In this case, it has shown that an offer was made by Jennifer to Nicolas for all her 12 pieces of collection of sculptures as she mentioned ‘she would sell the goods to him for RM28,000 and that she’d keep her offer open for five days, until the close of business on 19th of October.’
This case is relatively similar to Byrne v Van Tienhoven. In Byrne v Van Tienhoven’s case, it was held that the contract was made on the 11th of October 1880 when plaintiff sent a telegram and thus, the defendant’s revocation was too late and it was not effective until it was on 20th of October 1880. Therefore, judgment was given for the plaintiffs. In this case, on 17th of October Nicolas wrote a letter unconditionally agreeing to buy the sculptures for RM 28,000 which shown his acceptance, according to the postal rule. Thus, a contract between Jennifer and Nicolas were formed on the 17th of October.

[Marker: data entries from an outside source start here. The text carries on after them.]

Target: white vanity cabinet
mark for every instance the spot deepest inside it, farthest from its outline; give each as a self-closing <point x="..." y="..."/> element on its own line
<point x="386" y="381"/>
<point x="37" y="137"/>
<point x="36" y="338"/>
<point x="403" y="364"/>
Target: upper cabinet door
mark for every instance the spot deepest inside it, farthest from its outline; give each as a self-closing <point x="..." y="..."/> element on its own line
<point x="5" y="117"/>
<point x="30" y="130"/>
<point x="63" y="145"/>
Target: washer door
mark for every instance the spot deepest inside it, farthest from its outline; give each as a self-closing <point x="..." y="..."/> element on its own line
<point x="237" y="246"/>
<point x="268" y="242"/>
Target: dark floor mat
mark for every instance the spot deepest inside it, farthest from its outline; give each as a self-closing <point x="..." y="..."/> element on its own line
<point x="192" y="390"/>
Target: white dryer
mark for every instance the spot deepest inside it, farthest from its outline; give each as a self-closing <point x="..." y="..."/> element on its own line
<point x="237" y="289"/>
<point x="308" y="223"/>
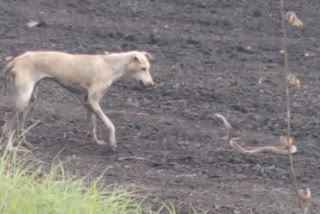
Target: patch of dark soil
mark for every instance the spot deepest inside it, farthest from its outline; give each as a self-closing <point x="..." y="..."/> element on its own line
<point x="210" y="56"/>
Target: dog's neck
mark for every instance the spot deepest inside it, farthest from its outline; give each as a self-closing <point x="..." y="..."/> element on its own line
<point x="118" y="62"/>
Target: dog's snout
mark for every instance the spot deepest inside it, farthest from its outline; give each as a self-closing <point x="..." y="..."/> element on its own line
<point x="146" y="84"/>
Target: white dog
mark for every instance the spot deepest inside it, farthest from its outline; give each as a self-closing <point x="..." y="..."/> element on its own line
<point x="92" y="73"/>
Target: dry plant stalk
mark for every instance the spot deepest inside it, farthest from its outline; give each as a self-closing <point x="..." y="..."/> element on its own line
<point x="284" y="148"/>
<point x="293" y="19"/>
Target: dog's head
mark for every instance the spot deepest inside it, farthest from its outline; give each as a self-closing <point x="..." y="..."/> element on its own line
<point x="139" y="68"/>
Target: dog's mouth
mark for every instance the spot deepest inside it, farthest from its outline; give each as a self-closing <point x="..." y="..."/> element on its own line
<point x="141" y="83"/>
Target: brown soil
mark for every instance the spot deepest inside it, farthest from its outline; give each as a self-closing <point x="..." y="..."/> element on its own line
<point x="203" y="66"/>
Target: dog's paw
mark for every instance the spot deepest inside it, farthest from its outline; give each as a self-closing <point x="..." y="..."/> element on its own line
<point x="101" y="142"/>
<point x="114" y="147"/>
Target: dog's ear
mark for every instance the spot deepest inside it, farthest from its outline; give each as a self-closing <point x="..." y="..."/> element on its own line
<point x="148" y="55"/>
<point x="135" y="59"/>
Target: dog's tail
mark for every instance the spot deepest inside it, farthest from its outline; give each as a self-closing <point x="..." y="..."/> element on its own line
<point x="6" y="70"/>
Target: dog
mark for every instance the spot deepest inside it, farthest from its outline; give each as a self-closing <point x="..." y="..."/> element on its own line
<point x="90" y="73"/>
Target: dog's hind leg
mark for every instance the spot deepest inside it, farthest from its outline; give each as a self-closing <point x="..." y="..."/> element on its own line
<point x="93" y="101"/>
<point x="24" y="94"/>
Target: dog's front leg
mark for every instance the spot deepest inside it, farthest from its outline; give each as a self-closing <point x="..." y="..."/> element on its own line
<point x="92" y="132"/>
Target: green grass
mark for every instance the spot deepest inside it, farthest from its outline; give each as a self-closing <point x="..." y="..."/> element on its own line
<point x="24" y="189"/>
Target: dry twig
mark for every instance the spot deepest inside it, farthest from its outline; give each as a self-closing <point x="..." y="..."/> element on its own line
<point x="293" y="19"/>
<point x="281" y="150"/>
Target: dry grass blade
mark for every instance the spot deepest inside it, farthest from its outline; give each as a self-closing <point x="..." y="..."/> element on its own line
<point x="293" y="81"/>
<point x="293" y="19"/>
<point x="305" y="194"/>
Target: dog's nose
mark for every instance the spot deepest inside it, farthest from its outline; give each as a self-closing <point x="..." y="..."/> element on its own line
<point x="146" y="84"/>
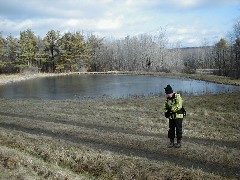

Nevertheless, it shows that the revocation of Jennifer was not effective until it was received on 21st of October when Nicolas read the e-mail and this is supported by Section 21 (b) Electronic Commerce Act 1950. The revocation of Jennifer was too late as the contract was made when Nicolas sent the letter on the 17th October.
Under Section 21 (b) of Electronic Commerce Act 2006, if the addressee has not designated an information system for purposes of receiving electronic messages (including revocations), the communication of the electronic message (including acceptance and revocation) is only valid when it comes to the knowledge of the addressee. It comes to the knowledge of the offeror when he/she opens the e-mail.
Thus, Jennifer’s revocation is not valid as a result of Nicolas hadn’t given Jennifer his e-mail address but, Jennifer found the address through some ‘internet searching.’ Nevertheless, she sent Nicolas an e-mail late on 17th of October indicating that the sculptures were no longer available for purchase. As Section 21 (b) of Electronic Commerce Act 2006 stated, when Nicolas arrived home and read the e-mail telling him that Jennifer had changed her mind about selling the sculptures on 21st of October, the communication of the electronic message is only valid when he opens the e-mail. Therefore, Jennifer’s revocation is not effective.
Moreover, Section 5(2) of Contract Act 1950 has stated that acceptance may be revoked at any time before the communication of the acceptance is complete as against the acceptor, but not afterwards. Since communication of the acceptance is complete between Jennifer and Nicolas. Thus, acceptance may not be revoked.